Aseguramiento de Vehículos de Alta Gama en Durango: Un Golpe al Grupo Criminal de los Cabrera
Elementos del Ejército Mexicano y de la Guardia Nacional pertenecientes al 78 Batallón de Infantería aseguraron la ex hacienda de San Lorenzo en el municipio de Durango tras recibir diversas denuncias ciudadanas sobre la presencia de personas armadas

El pasado viernes 19 de junio, un operativo conjunto entre el Ejército Mexicano y la Guardia Nacional resultó en un significativo aseguramiento de vehículos de alta gama y material bélico en el municipio de Durango, marcando un hito en la lucha contra el grupo delictivo conocido como “Los Cabrera”.
Este operativo fue llevado a cabo en la hacienda San Lorenzo, un predio de aproximadamente 30 hectáreas, tras recibir múltiples denuncias ciudadanas sobre la presencia de personas armadas y vehículos presuntamente robados en la zona.
La intervención se activó después de que los ciudadanos alertaran a las autoridades sobre actividades sospechosas en el área.
Durante el operativo, las fuerzas federales lograron asegurar un total de 40 vehículos, entre los cuales se encontraban tres camionetas tipo picop y cinco camionetas SUV, muchas de ellas modificadas artesanalmente con blindaje.
Además, se confirmó el hallazgo de armas de fuego de diversos calibres y una considerable cantidad de cartuchos útiles.
A pesar de la magnitud del operativo, no se registraron detenciones ni resistencia por parte de los involucrados.

Este operativo fue encabezado por elementos del 78 batallón de infantería, conocidos popularmente como “los perrazos”, quienes llegaron a Durango para reforzar la seguridad en respuesta a los recientes brotes de violencia en la región.
La hacienda San Lorenzo, que había sido controlada por los hermanos Cabrera Arabia, es una propiedad que fue secuestrada aproximadamente hace dos años a sus legítimos dueños, familiares de Jaime Mujiro Peña, quien había sido el propietario durante más de un siglo.
La importancia de este aseguramiento radica no solo en la cantidad de vehículos y armamento confiscados, sino también en el simbolismo que representa en la lucha contra el narcotráfico y la criminalidad organizada en México.
La intervención federal ha puesto de manifiesto la necesidad de una colaboración más estrecha entre las autoridades estatales y federales, especialmente en un contexto donde el gobernador de Durango, Esteban Villegas, y sus funcionarios habían sido criticados por su falta de acción y de comunicación con las fuerzas federales en relación con la creciente violencia en el estado.
El operativo también ha generado un debate sobre la eficacia de las estrategias de seguridad implementadas en el país.
Si bien la detención de los hermanos Cabrera Arabia podría ser un paso significativo en la lucha contra el narcotráfico, muchos analistas advierten que la erradicación del problema no se limita a la captura de líderes criminales.
La complejidad del narcotráfico en México requiere un enfoque multifacético que incluya desde políticas sociales y económicas hasta un fortalecimiento del sistema judicial y la implementación de programas de prevención del delito.
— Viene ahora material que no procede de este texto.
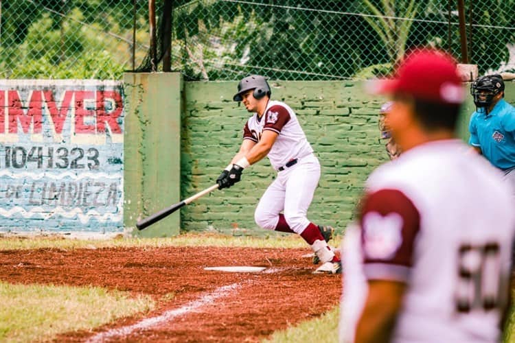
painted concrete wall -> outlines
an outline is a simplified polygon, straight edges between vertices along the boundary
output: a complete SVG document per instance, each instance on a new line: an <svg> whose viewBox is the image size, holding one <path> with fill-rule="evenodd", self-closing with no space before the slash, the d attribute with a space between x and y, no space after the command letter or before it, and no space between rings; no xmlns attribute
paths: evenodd
<svg viewBox="0 0 515 343"><path fill-rule="evenodd" d="M0 230L122 229L121 82L0 80Z"/></svg>
<svg viewBox="0 0 515 343"><path fill-rule="evenodd" d="M272 98L286 102L297 113L321 164L319 185L308 218L343 230L353 217L366 178L387 160L378 129L378 111L385 99L367 95L362 84L354 82L271 84ZM236 82L185 84L183 197L215 182L238 151L249 114L241 104L232 102L236 86ZM515 104L515 83L507 83L506 87L506 99ZM459 135L466 140L468 118L474 110L469 96L459 128ZM253 212L275 174L267 159L251 166L234 187L213 192L182 209L182 228L222 231L239 228L264 233L254 223Z"/></svg>
<svg viewBox="0 0 515 343"><path fill-rule="evenodd" d="M135 224L180 200L181 75L129 73L124 81L126 229L137 236L177 235L179 212L141 231Z"/></svg>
La situación en Durango refleja un panorama más amplio de inseguridad que afecta a diversas regiones del país.
A medida que los operativos federales continúan, es fundamental que se mantenga un enfoque en la transparencia y la rendición de cuentas, así como en el respeto a los derechos humanos.
La violencia y la impunidad han sido problemas persistentes en México, y la población demanda soluciones efectivas y duraderas.
Además, la cobertura mediática de estos eventos es crucial para mantener informada a la ciudadanía sobre los avances y desafíos en la lucha contra el crimen organizado.
La responsabilidad de los medios de comunicación radica en informar de manera objetiva y precisa, sin caer en la glorificación de la violencia o en la estigmatización de comunidades enteras.
En conclusión, el aseguramiento de vehículos y armamento en Durango representa un avance significativo en la lucha contra el grupo delictivo de “Los Cabrera”.
Sin embargo, es solo un paso en un camino largo y complicado hacia la restauración de la seguridad y la paz en México.
La colaboración entre las autoridades, la participación activa de la ciudadanía y un compromiso firme con la justicia son elementos esenciales para enfrentar los retos que plantea el narcotráfico y la criminalidad organizada en el país.
La sociedad mexicana espera que estos operativos no solo sean eventos aislados, sino parte de una estrategia integral que busque erradicar la violencia y construir un futuro más seguro para todos.